[REPORT] Pay TV Cord-Cutting Accelerated in Early 2015

More customers are dropping cable and satellite in favor of no streaming or no pay TV services

(Image: bgr.com)
(Image: bgr.com)

A new report says that more people cut off their cable or satellite dish service in Q1 2015 than ever before, and that for the first time, the number of pay TV customers fell during this time period.

[Related: How Young Professionals Can Land a Job in Media]

The study, conducted by research firm MoffettNathanson, claimed “cord-cutting has finally accelerated,” pointing to the rise in popularity of TV streaming services such as Netflix, Hulu and YouTube as one cause and warning “it’s not too early to get worried.”

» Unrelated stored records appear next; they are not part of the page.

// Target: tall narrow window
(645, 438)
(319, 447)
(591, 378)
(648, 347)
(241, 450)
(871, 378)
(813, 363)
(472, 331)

Numbers from the study, reported by Variety, showed a total loss of 31,000 cable or satellite customers during Q1. Though the numbers aren’t huge, Variety cites numbers from the U.S. Census Bureau that report an added 1.26 million households added. Taken together, it suggests that not only are people cutting their cable or satellite service, many more never signed up for a traditional subscription TV service in the first place.

This decline follows some 1.4 million households cancelling their service throughout 2014, Variety reports.

Supporting numbers reported in USA Today from investment consulting firm Evercore ISI estimated that the industry lost even more subscribers: 40,000 in Q1, with cable losing 105,000, satellite losing 74,000 and telco TV providers adding 143,000.

Dish Network lost 134,000, according to the paper, with many dropping off after disputes with Turner and Fox. Meanwhile, its competitor DirecTV added 60,000.

Cable companies, however, lost a total of 86,000—Time Warner Cable being the only gain subscribers, about 33,000—and satellite lost 74,000 customers. Pay TV services from AT&T and Verizon, which have fiberoptic networks, added a total of 140,000 customers.

Still, with services such as Sling TV, PlayStation Vue and HBO Go and Now, MoffettNathanson declared “it is only going to get worse” in the pay TV game. “It’s too soon to panic. But it’s not too soon to be genuinely worried,” the report noted.